Telecel Zimbabwe Marketing Director, Obert Mandimika, said the joint venture with one of the country's leading banks would enable banks to offer their customers an affordable and easy-to-use mobile banking facility that could change the face of banking in Zimbabwe.

Addressing journalists on Thursday Mandimika said Telecel was proud to be the first mobile phone network in Zimbabwe to have a mobile banking platform available to the country's banks and to ZimSwitch.

He said Telecel's collaboration with ZimSwitch was the first such partnership in the world between a mobile phone operator and a financial switch.

He said Telecel, with wide network coverage in all major population centres around Zimbabwe, embarked on a massive investment aimed at covering the last rural outposts that were not yet covered.

The banking service would not only benefit banks and their existing customers but those who previously  had no bank account, including those in rural areas who could now register easily for mobile banking. This would enable them to use their cellphones to transfer or send money to other people, to deposit and withdraw money and to pay for goods and services.

Several banks linked to Zimswitch such as CABS, the People's Own Savings Bank and Interfin Bank witnessed the unveiling of the new technology

ZimSwitch business development manager Adam Roscoe said another eight banking institutions were expected to go live with their mobile banking service within the next two months.
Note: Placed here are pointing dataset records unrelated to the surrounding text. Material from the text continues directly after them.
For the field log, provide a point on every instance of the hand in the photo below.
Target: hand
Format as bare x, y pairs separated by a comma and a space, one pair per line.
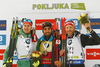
62, 52
58, 63
87, 26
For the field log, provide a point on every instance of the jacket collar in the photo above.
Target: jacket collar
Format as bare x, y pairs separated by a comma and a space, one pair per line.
24, 34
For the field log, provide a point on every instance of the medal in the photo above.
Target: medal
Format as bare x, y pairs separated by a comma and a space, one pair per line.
45, 52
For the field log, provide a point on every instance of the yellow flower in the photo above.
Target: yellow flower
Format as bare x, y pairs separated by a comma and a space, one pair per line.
83, 15
37, 55
79, 17
33, 55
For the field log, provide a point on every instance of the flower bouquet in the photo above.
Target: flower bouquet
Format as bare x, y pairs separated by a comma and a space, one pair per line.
36, 57
83, 18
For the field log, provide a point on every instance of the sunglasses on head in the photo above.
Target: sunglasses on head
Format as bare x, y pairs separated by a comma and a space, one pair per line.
27, 20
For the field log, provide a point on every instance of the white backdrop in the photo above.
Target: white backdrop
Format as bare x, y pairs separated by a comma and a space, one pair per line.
23, 9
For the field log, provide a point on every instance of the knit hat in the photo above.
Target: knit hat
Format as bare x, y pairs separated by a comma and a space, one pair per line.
46, 24
69, 22
27, 21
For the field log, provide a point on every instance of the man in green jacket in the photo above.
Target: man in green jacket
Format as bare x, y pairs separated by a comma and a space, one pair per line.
24, 46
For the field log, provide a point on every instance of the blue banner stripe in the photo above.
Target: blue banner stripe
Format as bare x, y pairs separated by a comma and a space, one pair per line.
75, 62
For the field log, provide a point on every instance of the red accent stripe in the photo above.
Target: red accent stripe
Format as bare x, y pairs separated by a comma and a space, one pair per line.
57, 26
14, 65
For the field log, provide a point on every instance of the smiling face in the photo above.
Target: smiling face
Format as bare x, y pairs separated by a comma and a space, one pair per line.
27, 28
70, 30
47, 31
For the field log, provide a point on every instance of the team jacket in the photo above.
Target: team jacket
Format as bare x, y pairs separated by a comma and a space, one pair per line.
24, 47
46, 45
75, 45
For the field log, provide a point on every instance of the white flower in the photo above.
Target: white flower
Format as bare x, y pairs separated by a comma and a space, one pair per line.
82, 15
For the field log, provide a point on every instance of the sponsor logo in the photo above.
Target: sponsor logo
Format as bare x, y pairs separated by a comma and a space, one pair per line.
39, 22
2, 24
95, 23
79, 6
77, 24
15, 55
92, 54
90, 35
1, 53
2, 39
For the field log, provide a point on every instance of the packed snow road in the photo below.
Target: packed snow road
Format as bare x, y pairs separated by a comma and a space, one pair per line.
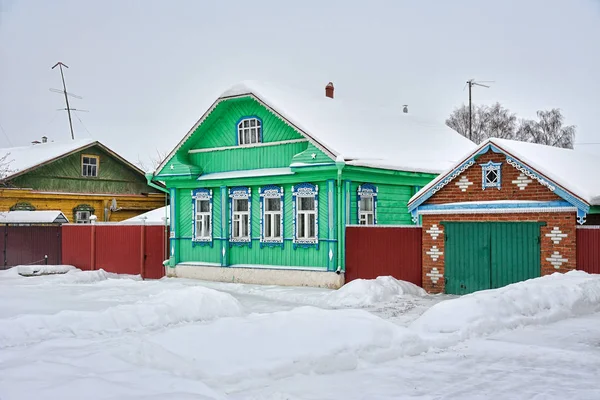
96, 335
Telecel is providing the mobile banking platform while ZimSwitch is in turn providing the link to switch between banks, in the same way it has done in the past to enable customers of different banks to make use of each other's automated teller machines (ATMs) and point of sale (POS) terminals.
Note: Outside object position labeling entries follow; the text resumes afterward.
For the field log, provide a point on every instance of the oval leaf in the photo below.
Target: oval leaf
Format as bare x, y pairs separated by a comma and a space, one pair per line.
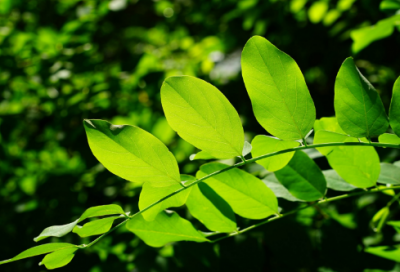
166, 228
357, 165
359, 109
132, 153
303, 178
394, 110
211, 209
202, 116
281, 101
247, 195
264, 145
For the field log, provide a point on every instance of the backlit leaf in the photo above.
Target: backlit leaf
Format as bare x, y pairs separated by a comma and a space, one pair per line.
265, 145
247, 195
303, 178
202, 116
281, 101
132, 153
165, 228
359, 109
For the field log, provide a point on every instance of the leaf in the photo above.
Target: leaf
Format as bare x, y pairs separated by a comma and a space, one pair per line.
303, 178
359, 109
388, 138
132, 153
150, 194
211, 209
379, 219
39, 250
264, 145
394, 110
56, 231
281, 101
246, 148
247, 195
202, 155
59, 258
202, 116
279, 190
357, 165
166, 228
390, 174
96, 227
59, 231
335, 182
387, 252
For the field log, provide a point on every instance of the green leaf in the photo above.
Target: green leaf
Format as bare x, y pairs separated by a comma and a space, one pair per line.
166, 228
335, 182
96, 227
132, 153
303, 178
359, 109
390, 174
39, 250
101, 211
211, 209
59, 258
247, 195
394, 110
279, 190
56, 231
357, 165
388, 138
202, 155
265, 145
379, 219
151, 194
387, 252
202, 116
281, 101
59, 231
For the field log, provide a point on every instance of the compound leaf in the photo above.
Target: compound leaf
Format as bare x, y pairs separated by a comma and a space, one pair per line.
335, 182
303, 178
59, 258
151, 194
359, 109
131, 153
264, 145
96, 227
165, 228
394, 110
357, 165
39, 250
247, 195
388, 138
211, 209
281, 101
202, 116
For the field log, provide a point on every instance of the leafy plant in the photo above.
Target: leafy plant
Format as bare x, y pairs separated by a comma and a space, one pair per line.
202, 116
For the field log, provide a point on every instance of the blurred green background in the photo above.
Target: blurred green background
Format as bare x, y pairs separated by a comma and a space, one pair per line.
65, 60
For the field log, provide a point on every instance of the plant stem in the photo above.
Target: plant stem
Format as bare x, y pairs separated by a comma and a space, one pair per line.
305, 207
254, 160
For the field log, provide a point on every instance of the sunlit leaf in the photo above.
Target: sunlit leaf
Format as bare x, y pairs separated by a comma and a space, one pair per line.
165, 228
265, 145
359, 109
211, 209
132, 153
281, 101
202, 116
247, 195
303, 178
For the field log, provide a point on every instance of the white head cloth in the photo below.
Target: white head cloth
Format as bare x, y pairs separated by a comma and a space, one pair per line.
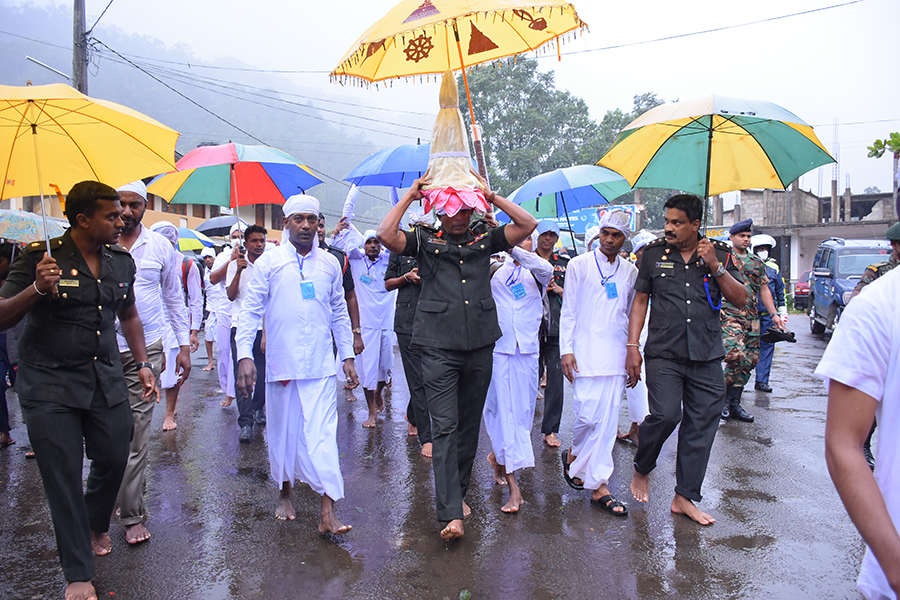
616, 219
137, 187
301, 203
640, 240
167, 230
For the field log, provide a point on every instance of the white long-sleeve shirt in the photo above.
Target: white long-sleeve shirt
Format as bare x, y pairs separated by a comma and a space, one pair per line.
520, 317
593, 326
302, 308
157, 289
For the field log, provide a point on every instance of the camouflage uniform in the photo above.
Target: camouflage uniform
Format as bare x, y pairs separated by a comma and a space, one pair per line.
740, 327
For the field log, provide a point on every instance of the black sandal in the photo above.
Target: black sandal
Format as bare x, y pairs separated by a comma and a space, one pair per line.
569, 480
609, 504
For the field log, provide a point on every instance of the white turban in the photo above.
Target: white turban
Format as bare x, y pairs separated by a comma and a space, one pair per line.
137, 187
616, 219
640, 240
167, 230
301, 203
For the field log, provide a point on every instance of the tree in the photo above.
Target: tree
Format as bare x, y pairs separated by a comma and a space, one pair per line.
892, 145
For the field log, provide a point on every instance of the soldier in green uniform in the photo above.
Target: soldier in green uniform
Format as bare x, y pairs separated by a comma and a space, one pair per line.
741, 324
71, 384
872, 273
456, 327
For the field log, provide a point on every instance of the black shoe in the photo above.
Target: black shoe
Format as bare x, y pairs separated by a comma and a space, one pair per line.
740, 414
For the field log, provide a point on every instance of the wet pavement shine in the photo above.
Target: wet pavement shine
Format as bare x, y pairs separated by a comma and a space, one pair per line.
780, 531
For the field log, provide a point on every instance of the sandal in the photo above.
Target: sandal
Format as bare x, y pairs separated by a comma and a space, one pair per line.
569, 480
609, 504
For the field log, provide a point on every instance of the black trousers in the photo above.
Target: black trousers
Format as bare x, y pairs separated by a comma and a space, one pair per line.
60, 436
248, 405
417, 409
456, 384
690, 392
553, 393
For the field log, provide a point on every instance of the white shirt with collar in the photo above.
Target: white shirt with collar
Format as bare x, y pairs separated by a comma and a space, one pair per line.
593, 326
520, 318
157, 289
299, 323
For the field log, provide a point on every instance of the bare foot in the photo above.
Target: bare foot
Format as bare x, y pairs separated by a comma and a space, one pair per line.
499, 471
137, 533
640, 487
453, 530
81, 590
551, 440
329, 522
100, 543
683, 506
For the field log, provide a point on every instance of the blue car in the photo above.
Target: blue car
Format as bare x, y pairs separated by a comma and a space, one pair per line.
837, 268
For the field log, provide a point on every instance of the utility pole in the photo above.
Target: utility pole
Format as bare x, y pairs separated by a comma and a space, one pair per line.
79, 49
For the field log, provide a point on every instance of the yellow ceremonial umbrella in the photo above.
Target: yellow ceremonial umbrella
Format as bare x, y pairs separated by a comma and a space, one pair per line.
419, 37
52, 136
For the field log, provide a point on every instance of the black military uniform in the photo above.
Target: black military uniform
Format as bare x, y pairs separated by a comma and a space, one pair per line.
683, 357
456, 327
72, 390
407, 300
553, 393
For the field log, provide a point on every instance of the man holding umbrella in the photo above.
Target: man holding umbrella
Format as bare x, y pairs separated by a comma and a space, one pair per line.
70, 381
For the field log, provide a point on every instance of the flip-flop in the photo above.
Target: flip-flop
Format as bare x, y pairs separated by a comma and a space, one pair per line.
608, 503
569, 480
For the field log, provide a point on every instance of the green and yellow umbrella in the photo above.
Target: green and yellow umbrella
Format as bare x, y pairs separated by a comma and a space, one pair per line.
714, 145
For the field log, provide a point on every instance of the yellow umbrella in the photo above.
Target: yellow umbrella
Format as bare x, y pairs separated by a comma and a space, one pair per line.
419, 37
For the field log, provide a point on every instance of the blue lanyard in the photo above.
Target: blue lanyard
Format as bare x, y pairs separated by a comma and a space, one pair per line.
605, 278
514, 277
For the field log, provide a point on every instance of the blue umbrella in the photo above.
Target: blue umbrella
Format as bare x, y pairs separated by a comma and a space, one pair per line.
552, 195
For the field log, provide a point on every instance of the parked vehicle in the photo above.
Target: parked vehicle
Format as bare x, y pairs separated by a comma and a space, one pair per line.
836, 270
801, 291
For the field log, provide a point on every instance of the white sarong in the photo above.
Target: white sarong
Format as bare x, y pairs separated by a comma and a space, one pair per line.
509, 408
302, 434
377, 360
596, 405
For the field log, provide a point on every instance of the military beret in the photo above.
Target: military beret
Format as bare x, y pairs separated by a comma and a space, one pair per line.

Under the new technology, money can be sent instantly through the cellphone to anyone else with a cellphone, regardless of the recipient's cellphone network.

The recipient receives notification on the cellphone of the amount transferred and a transaction reference number. The sender then contacts the recipient with a secret code.
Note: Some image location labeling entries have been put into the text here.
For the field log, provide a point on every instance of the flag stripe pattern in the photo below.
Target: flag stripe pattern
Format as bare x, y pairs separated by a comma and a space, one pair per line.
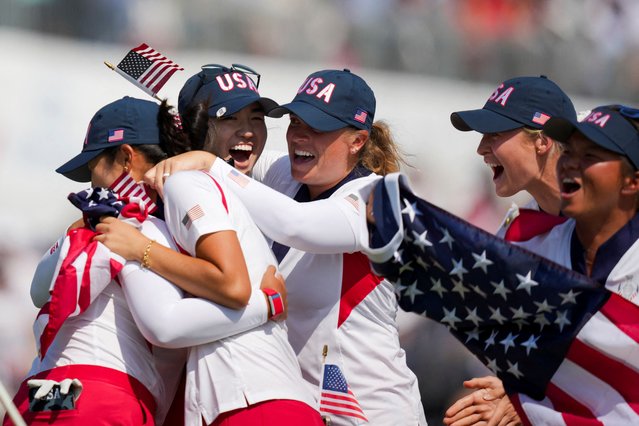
147, 68
336, 396
566, 348
85, 267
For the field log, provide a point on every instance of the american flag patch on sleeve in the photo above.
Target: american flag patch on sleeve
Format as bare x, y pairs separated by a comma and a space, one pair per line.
192, 215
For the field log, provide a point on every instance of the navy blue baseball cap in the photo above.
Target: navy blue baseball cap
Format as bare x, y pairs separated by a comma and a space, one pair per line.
518, 102
126, 121
607, 126
332, 99
225, 89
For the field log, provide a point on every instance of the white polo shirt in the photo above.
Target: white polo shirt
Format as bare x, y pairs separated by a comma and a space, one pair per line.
334, 299
250, 367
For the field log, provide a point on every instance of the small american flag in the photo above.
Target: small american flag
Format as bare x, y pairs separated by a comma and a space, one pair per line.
115, 135
360, 115
566, 348
147, 68
336, 396
192, 215
540, 118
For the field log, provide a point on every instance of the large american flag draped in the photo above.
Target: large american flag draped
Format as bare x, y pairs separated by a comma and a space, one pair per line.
85, 267
147, 68
566, 349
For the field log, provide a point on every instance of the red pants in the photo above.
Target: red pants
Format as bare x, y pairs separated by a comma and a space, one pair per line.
109, 397
277, 412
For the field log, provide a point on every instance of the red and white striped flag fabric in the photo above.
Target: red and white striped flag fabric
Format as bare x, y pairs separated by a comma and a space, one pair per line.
337, 398
147, 68
566, 348
596, 384
85, 267
126, 187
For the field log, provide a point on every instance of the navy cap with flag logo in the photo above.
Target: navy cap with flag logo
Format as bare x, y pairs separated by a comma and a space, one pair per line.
126, 121
515, 103
608, 126
332, 99
226, 90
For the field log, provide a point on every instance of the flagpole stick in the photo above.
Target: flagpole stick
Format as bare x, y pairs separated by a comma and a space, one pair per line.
10, 407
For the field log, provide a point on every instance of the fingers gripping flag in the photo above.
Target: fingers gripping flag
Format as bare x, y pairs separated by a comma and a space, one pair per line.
85, 267
147, 68
566, 349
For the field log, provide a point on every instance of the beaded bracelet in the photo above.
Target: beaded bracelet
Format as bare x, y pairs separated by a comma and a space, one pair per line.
146, 256
276, 307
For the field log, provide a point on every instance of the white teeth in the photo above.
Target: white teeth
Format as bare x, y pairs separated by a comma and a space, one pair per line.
243, 147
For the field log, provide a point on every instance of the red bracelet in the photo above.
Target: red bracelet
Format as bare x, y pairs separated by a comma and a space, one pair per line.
275, 302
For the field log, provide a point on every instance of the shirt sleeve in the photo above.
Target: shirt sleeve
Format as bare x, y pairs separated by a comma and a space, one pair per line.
44, 273
194, 205
167, 319
333, 225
The recipient just has to go to the nearest outlet with a ZimSwitch Ready sign, provide the information given in the money transfer message and the secret code, produce an identity card and receive the money.

Roscoe said the mobile banking concept shared by Telecel ZimSwitch and ZimSwitch member financial institutions was to provide mobile banking at a minimal cost. Banking institutions, by cooperating and making use of ZimSwitch were able to offer the service at a low cost.

CABS managing director Kevin Terry echoed the importance of making banking services available in this way to people who have not previously held bank accounts.

"People are not unbanked because they want to be," said Terry.

"They are unbanked because they either have no access to a bank or cannot afford to open an account."

The mobile banking service makes it possible to engage in banking activities even when there is no bank nearby and to do so at minimal cost.

Registering for mobile banking is simple. A Telecel line and identity card is the basic requirement.

"We had discussions with all three mobile networks but only Telecel has really been listening to us," said Terry.

Asked how this mobile banking platform compared with Ecocash, which was recently launched by Econet, Terry said Ecocash was a closed network.

Money that was sent could only be accessed from an Ecocash outlet. Money could not be sent instantly to another person's bank account.